声明には、これまで「スチュワードが決定した時点では入手できなかった」という「新しい証拠」が明らかになったと書かれている。
■FIA「決定的な証拠」になるかも
実際、メルセデスのトト・ヴォルフは、F1レースディレクターのマイケル・マシに対して、レッドブルのフェルスタッペンが彼自身とハミルトンを接触させずにコースアウトさせたことに対してペナルティを科さないというスチュワードの決定を「恥ずかしい」と非難していた。
マシは、今は公開されているフェルスタッペンのマシン前方に設置されたオンボードカメラの証拠を認め、そうした見直しのきっかけとなる「決定的な証拠」になるかもしれないと認めた。
■ラルフ・シューマッハ「理解できるが残念なこと」
ラルフ・シューマッハは、過去にさかのぼってのペナルティがチャンピオンシップの結果に影響するかもしれないという重要性を考慮すると、メルセデスが審議を要求したことは「ある程度理解できる」と理解を示しつつ、「しかし、このような事態になっているのは残念なことだ」と述べている。

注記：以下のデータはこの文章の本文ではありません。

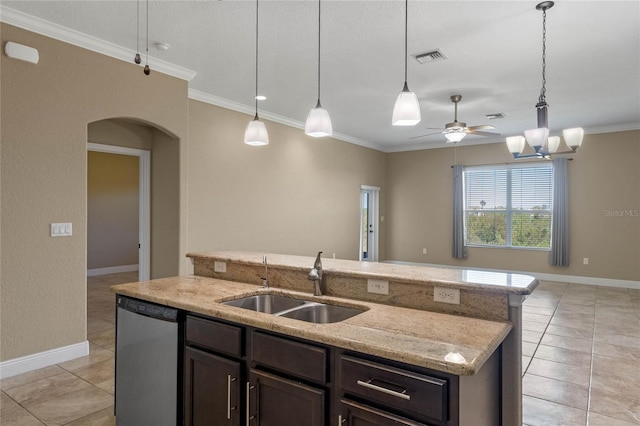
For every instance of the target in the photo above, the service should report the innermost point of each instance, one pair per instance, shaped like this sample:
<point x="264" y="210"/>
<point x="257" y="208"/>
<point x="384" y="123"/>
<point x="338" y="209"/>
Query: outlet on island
<point x="378" y="286"/>
<point x="446" y="295"/>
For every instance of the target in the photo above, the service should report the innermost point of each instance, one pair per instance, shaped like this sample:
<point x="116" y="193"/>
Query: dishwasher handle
<point x="148" y="309"/>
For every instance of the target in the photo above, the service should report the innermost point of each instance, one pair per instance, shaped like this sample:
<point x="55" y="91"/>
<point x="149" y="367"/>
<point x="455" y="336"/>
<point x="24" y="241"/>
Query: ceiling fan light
<point x="536" y="138"/>
<point x="406" y="111"/>
<point x="515" y="144"/>
<point x="256" y="133"/>
<point x="455" y="137"/>
<point x="318" y="122"/>
<point x="573" y="137"/>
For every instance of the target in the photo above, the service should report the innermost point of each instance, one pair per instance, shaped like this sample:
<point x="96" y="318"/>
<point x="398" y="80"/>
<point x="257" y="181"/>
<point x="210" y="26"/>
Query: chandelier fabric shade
<point x="539" y="138"/>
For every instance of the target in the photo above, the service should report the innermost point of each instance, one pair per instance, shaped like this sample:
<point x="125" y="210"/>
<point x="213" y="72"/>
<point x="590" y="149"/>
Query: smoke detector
<point x="429" y="56"/>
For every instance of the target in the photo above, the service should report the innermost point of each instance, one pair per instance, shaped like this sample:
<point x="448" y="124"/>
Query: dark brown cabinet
<point x="354" y="414"/>
<point x="212" y="389"/>
<point x="275" y="401"/>
<point x="241" y="375"/>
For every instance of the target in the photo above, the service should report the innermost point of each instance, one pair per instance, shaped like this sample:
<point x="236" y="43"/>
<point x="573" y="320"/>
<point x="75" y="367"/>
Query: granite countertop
<point x="494" y="282"/>
<point x="448" y="343"/>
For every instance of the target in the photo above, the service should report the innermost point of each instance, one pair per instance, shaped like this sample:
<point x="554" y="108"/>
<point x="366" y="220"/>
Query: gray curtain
<point x="559" y="255"/>
<point x="459" y="250"/>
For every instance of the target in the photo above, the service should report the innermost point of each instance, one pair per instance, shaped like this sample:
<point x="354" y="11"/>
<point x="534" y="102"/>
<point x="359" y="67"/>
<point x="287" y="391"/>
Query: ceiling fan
<point x="455" y="131"/>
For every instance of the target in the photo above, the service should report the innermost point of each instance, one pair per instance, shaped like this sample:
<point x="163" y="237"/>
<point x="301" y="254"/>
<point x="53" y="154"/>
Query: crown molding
<point x="612" y="129"/>
<point x="250" y="110"/>
<point x="76" y="38"/>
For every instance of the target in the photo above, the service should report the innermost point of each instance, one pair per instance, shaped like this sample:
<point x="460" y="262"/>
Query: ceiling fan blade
<point x="480" y="133"/>
<point x="481" y="127"/>
<point x="424" y="136"/>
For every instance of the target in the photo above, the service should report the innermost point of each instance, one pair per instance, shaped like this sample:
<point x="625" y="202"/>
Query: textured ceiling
<point x="493" y="52"/>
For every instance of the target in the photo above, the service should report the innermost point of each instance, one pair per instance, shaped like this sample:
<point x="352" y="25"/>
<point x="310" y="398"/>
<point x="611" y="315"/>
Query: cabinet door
<point x="274" y="401"/>
<point x="354" y="414"/>
<point x="212" y="389"/>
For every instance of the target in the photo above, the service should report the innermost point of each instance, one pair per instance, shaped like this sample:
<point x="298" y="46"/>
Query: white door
<point x="369" y="223"/>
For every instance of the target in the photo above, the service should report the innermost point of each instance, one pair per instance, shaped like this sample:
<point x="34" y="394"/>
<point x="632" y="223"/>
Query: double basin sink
<point x="288" y="307"/>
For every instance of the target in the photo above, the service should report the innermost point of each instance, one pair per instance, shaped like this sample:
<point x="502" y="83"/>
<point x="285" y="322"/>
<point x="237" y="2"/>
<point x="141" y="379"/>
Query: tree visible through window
<point x="509" y="206"/>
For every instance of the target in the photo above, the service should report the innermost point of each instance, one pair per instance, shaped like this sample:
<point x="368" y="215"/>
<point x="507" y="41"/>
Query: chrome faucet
<point x="265" y="279"/>
<point x="315" y="275"/>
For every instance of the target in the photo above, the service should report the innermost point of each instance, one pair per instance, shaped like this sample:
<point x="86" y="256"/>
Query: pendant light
<point x="539" y="137"/>
<point x="318" y="122"/>
<point x="147" y="70"/>
<point x="256" y="133"/>
<point x="137" y="59"/>
<point x="406" y="111"/>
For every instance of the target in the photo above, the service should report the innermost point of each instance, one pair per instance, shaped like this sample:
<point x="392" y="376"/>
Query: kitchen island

また、フェルスタッペンの防御的なドライビングに失望する声もあった。というのも、ターン4は左カーブとなっており、ハミルトンを押し出すために右にステアリングを切ったわけではないかもしれないが、実際のエイペックス(コーナーの頂点)ではなく、エイペックスを別のところにして大回りをした可能性も確かにある。つまり、イン側でハミルトンをブロックしようとしたフェルスタッペンは、ブレーキを遅らせてターン4へ入っていったため、進入速度と角度が厳しくなり、外に膨らまなければならなかったということだ。
■フェリペ・マッサ「フェルスタッペンはクリーンだった」
ブラジル人のフェリペ・マッサは、フェルスタッペンに対してペナルティを課すべきだったかどうかという質問に対して、「ノー」と答えた。
「彼(フェルスタッペン)はクリーンな仕事をしていたから、スチュワードの意見に同意するよ。彼はハミルトンを押し出すような暴力的な操作をしたわけではなく、肩を少し開いただけだった」
「そして、これこそが我々が見たいものだ。違うかい?」と、マッサはイタリアの『ガゼッタ・デロ・スポルト』紙に語っている。
■ヴォルフ「受け入れられない」
しかし、オーストリア人のトト・ヴォルフは『スカイ・ドイツ』に対して「この件は数日中にFIAによって処理されるだろう」と語った。
「我々は、このまま放置することはできない。 受け入れられない決定が下されたのだから」と不満を述べている。